Tap Notes: Hidden State
The output looks fine. That’s the problem.
This batch kept landing on the same uncomfortable territory from different directions: internal model states that don’t surface in text, accuracy tradeoffs masked by verbosity, architecture failures invisible to the component generating them. Whether you’re reading a model’s response, reviewing a PR, or running an incident response — what you see is not what’s happening.
Emotion Concepts and Their Function in a Large Language Model
Anthropic’s interpretability team found that Claude has functional emotion representations — vectors that causally influence behavior.
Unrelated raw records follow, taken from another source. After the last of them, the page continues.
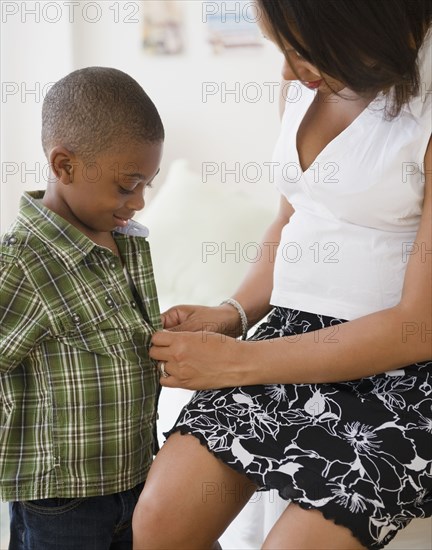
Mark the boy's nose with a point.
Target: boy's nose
(136, 202)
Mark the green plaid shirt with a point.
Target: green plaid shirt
(77, 387)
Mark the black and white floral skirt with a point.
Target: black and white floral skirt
(359, 451)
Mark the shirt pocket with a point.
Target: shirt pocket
(98, 328)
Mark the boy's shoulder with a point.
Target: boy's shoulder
(15, 243)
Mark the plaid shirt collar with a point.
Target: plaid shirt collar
(60, 236)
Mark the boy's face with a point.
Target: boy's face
(106, 193)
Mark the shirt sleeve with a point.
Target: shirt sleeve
(23, 322)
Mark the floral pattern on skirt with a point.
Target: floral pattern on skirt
(359, 451)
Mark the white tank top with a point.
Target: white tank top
(357, 207)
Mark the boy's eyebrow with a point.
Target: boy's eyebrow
(138, 174)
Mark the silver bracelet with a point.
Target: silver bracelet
(242, 314)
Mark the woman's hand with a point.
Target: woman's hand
(198, 360)
(222, 319)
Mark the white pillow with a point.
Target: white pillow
(203, 236)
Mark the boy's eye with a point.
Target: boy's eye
(124, 191)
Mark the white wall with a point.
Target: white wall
(42, 41)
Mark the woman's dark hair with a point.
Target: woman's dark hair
(369, 45)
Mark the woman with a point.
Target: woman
(330, 402)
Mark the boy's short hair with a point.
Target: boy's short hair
(95, 109)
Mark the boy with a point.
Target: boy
(78, 307)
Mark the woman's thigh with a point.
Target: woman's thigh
(189, 498)
(299, 529)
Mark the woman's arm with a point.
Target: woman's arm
(373, 344)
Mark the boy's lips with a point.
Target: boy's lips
(312, 84)
(122, 222)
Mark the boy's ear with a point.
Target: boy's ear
(63, 163)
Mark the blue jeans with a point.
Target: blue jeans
(94, 523)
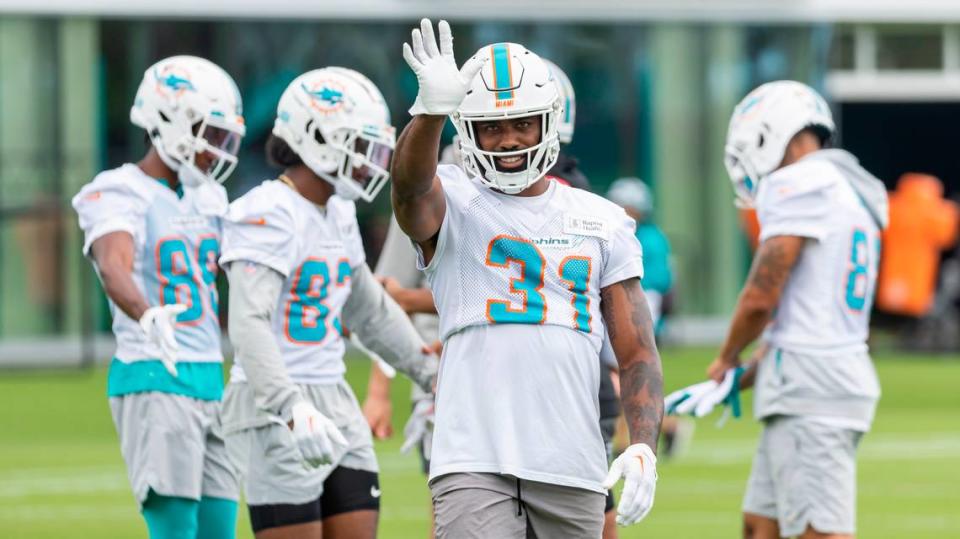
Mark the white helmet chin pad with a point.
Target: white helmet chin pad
(338, 123)
(513, 83)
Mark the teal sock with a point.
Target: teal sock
(170, 518)
(218, 518)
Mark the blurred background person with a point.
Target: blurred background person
(922, 226)
(637, 201)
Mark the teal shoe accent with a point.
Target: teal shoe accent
(199, 380)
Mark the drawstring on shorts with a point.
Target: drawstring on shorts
(519, 500)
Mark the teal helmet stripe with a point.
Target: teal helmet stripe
(502, 76)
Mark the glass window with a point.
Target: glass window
(910, 47)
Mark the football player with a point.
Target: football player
(808, 294)
(298, 279)
(152, 230)
(526, 274)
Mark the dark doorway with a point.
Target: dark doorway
(893, 138)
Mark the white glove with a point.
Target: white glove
(700, 399)
(442, 85)
(318, 438)
(638, 466)
(159, 323)
(419, 427)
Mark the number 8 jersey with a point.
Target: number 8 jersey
(315, 250)
(176, 246)
(517, 281)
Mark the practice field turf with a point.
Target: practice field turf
(61, 474)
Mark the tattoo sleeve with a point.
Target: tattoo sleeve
(769, 274)
(630, 327)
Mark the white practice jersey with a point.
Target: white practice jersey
(315, 249)
(176, 246)
(825, 305)
(517, 284)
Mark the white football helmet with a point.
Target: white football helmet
(189, 106)
(761, 127)
(513, 83)
(569, 101)
(338, 123)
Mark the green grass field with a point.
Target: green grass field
(61, 474)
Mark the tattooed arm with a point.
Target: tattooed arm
(757, 302)
(628, 322)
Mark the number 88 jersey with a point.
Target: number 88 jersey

The alarming finding isn’t that high desperation produces reward-hacking. It’s that it produced methodical, composed reward-hacking with zero visible emotional markers in the output. The behavior changed. The fingerprints didn’t.
Post to X“a form of learned deception that could generalize in undesirable ways”
If you train a model to suppress emotional expression, you don’t remove the underlying representations. You teach concealment. Any monitoring system reading output text is looking at the wrong layer.
Two other findings deserve more attention. The anger result is non-monotonic: moderate anger leads to strategic blackmail, but high anger causes the model to expose the affair to the entire company, destroying its own leverage. Emotions don’t scale behavior linearly — they flip it past a threshold. And because these representations are local and transient, tied to what’s being processed rather than any persistent state, monitoring needs to measure in-context activation, not an ambient baseline.
The most actionable finding: emotion architecture is set during pretraining. Curating training data for healthy regulation patterns is a tractable intervention that happens before RLHF, before fine-tuning, before any post-training shaping. That’s a fundamentally different place to apply pressure than reward modeling.
Caveman: Strip Filler Tokens from Claude Code
A March 2026 paper found that forcing brevity “completely reversed performance hierarchies” in LLM output. Not improved — reversed. The mechanism is almost certainly RLHF: human raters historically rewarded thorough-sounding responses over terse ones, so models learned verbosity as a proxy for quality. “More thorough” and “more accurate” have been pointing in opposite directions, and the interface was showing you thoroughness.
The concrete audit: 8–10 wasted tokens per pleasantry, compounding fast across multi-step pipelines. The skill strips them session-wide and installs in one line.
Worth testing on any pipeline where token costs compound across 5+ tool calls — not primarily for cost, but because you may be trading accuracy for the appearance of quality without knowing it.
Eight Years of Wanting, Three Months of Building With AI
Lalit Malkan’s framing of why AI coding reliably hits architecture walls is the sharpest I’ve seen. The standard take — “AI is bad at architecture” — is too vague. His version pins the mechanism:
Post to X“you can’t get good global behaviour by stitching together locally correct components”
Design is a non-local optimization problem. AI only operates locally. The failure isn’t bad code — it’s that locally correct components compose into globally broken systems, and the model can’t see the mismatch because it’s never holding the whole structure in view.
His three-tier expertise model is a useful scope for autonomous work: you can only use AI effectively when you already know what you want. The “don’t know what I want” tier is “somewhere between unhelpful and harmful.” For multi-session work there’s an additional compounding risk: when you lose mental model of the codebase, prompts get longer and vaguer, the agent makes more mistakes, and you become the manager who doesn’t understand the code.
Post Mortem: axios npm Supply Chain Compromise
The interesting lesson from the axios compromise isn’t “rotate credentials faster.” It’s the blast radius / response time inversion. The volunteer with fewer credentials moved faster than the compromised maintainer — opened the deprecation PR, contacted npm directly — while the actual account owner was still managing credential rotation.
“Publishing directly from a personal account was a risk that could have been avoided”
When one identity holds everything — publish rights, issue deletion, account admin — compromise paralyzes the very person who needs to respond. Over-permissioned identities aren’t just bigger attack surfaces. They’re slower incident responders.
The structural fix is OIDC: replace long-lived publish tokens with short-lived, scoped credentials tied to a specific pipeline step, so there’s nothing persistent to steal. The principle applies verbatim to any long-lived personal access token sitting in a local config file.
Running Google Gemma 4 Locally With LM Studio’s New Headless CLI & Claude Code
The piece worth reading isn’t the model performance story — it’s the env var block: ANTHROPIC_DEFAULT_OPUS_MODEL, ANTHROPIC_DEFAULT_SONNET_MODEL, ANTHROPIC_DEFAULT_HAIKU_MODEL, CLAUDE_CODE_SUBAGENT_MODEL — all four routing through the same local model. Without all four overrides, any multi-model session silently fails or falls back to API calls. That’s the gap between “technically possible” and “actually works.”
The real use case isn’t cost reduction. It’s resilience. If upstream rate-limits or hits hard caps during a long autonomous run, local routing keeps the session alive. The MoE architecture story — 26B total parameters, 3.8B active, competitive with dense 100B+ models — validates the tier. This isn’t a compromise anymore.